Cause of Acne
Acne is the most common skin problem, especially during puberty. Acne is dependent upon testosterone. Testosterone produces sebum and sebum blocks skin pores, a cause of acne. Testosterone also stimulates cells to produce keratin, another substance that blocks skin pores. Males are more at risk because females have lower levels of testosterone.
A greater activity of an enzyme called 5-alpha-reductase is seen in the skin of people with acne. This enzyme converts testosterone to a more potent form known as dihydrotestosterone (DHT), another cause of acne.[1-2]
Foods to Prevent Acne
Nutrition does play a role in acne, in both treating and preventing.
A high protein diet may help. In one study, individuals who were fed a high protein diet (44% protein, 35% carbohydrates, and 21% fat) showed a substantially less conversion of testosterone to DHT. A high carbohydrate diet (10% protein, 70% carbohydrates, and 20% fat) had the opposite effect. Healthy foods containing protein include lean red meats, fish, eggs, and nuts.
Vitamin A reduces sebum production and the buildup of keratin. Foods high in vitamin A include liver, carrots, sweet potatoes, dark greens, and apricots.

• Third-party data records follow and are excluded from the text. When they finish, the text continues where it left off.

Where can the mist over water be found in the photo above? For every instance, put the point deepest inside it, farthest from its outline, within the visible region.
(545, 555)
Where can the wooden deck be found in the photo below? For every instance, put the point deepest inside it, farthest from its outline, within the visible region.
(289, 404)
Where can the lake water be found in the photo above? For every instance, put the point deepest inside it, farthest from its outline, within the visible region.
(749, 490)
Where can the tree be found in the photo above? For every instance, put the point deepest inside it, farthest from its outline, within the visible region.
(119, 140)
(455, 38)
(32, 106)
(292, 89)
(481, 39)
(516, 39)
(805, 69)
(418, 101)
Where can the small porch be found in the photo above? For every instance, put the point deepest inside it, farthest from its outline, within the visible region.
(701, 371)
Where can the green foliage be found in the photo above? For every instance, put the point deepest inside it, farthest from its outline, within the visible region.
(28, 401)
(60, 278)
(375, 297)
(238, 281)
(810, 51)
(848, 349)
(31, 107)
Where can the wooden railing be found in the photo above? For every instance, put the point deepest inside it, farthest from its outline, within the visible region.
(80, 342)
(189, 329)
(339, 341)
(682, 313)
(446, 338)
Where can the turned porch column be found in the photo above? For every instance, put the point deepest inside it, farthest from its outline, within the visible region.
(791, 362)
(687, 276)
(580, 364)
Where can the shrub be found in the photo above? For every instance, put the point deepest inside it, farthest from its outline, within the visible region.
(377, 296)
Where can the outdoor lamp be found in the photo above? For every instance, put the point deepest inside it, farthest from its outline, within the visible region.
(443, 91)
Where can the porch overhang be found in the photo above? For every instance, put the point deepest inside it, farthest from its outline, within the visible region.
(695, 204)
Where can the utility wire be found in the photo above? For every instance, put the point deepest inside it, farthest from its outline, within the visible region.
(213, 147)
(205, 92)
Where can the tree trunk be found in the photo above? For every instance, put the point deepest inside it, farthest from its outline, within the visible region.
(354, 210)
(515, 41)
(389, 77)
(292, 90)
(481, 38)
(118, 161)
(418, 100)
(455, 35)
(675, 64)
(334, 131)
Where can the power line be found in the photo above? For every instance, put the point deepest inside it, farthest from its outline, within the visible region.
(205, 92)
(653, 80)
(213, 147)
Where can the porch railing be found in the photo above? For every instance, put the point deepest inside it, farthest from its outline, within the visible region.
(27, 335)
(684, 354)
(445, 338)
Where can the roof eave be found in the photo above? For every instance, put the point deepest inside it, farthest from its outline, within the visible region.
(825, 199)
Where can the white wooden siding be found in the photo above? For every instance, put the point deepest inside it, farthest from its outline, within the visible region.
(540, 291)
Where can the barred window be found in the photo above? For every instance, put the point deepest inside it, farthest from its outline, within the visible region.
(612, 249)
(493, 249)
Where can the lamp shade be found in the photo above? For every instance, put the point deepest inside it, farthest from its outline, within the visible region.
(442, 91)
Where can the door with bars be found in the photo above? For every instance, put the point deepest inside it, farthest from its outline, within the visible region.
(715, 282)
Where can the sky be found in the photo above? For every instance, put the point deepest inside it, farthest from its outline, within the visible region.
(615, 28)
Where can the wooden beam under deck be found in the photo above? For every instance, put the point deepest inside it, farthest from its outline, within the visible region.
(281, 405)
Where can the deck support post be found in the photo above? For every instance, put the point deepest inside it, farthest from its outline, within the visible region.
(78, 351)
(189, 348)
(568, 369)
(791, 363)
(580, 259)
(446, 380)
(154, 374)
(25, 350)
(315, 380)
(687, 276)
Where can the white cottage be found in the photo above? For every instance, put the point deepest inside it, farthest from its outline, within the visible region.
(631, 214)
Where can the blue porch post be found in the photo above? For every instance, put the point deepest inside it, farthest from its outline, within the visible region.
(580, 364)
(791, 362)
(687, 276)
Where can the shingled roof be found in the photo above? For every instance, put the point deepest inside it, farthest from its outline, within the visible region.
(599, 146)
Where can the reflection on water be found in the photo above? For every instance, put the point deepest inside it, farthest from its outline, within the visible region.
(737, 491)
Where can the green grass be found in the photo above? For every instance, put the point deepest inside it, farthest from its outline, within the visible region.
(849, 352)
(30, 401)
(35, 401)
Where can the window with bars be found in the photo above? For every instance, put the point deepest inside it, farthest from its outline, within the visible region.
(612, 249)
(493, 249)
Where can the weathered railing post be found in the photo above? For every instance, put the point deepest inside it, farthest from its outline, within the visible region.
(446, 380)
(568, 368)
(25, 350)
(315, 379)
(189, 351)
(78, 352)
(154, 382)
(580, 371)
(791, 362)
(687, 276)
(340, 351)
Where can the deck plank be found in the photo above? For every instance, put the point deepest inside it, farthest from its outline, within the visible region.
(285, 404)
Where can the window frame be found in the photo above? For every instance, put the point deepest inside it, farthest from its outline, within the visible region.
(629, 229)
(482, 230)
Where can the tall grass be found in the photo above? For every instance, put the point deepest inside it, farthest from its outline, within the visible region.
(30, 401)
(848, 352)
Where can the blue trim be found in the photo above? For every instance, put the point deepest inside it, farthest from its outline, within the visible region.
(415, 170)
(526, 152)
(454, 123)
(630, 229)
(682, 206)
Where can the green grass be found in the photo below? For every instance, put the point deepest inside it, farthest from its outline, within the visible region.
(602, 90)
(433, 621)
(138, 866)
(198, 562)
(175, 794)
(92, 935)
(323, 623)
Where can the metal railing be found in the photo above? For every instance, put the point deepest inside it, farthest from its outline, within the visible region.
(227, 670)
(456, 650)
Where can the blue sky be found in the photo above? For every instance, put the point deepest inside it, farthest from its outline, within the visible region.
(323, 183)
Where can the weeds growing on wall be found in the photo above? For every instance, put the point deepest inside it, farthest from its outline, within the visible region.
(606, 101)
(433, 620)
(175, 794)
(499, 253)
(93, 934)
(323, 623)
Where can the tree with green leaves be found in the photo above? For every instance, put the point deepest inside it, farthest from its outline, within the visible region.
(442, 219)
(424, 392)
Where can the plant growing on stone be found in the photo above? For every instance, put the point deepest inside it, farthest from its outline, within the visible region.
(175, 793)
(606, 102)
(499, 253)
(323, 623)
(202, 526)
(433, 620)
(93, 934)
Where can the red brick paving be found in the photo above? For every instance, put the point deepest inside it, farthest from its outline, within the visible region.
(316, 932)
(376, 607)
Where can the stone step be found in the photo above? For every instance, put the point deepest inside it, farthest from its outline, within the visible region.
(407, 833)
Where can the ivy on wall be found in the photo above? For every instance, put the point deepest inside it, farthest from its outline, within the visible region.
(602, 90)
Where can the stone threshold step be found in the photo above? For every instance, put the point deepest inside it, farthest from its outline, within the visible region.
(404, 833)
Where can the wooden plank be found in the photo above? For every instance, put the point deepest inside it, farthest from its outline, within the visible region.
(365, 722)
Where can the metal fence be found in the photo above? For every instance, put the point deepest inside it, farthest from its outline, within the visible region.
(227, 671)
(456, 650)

Zinc works with vitamin A in promoting healthy skin. If zinc levels are low, the conversion of testosterone to DHT increases. Foods containing zinc include oysters, beef, liver, crabmeat, fish, and chicken.
If vitamin E levels are low, so are vitamin A levels (regardless of vitamin A supplements). Good sources of vitamin E include whole grains, green plants, egg yolk, liver, nuts, and seeds.
Drink plenty of water. Keeping the skin well hydrated keeps it looking young and healthy.
Foods to Avoid
Avoid the following foods to prevent acne:
- greasy/fried foods
- sugary foods
- foods containing trans fatty acids (including hydrogenated and partially hydrogenated oils).
Milk and foods high in iodine (salt) can also be a cause of acne and should be avoided to prevent acne.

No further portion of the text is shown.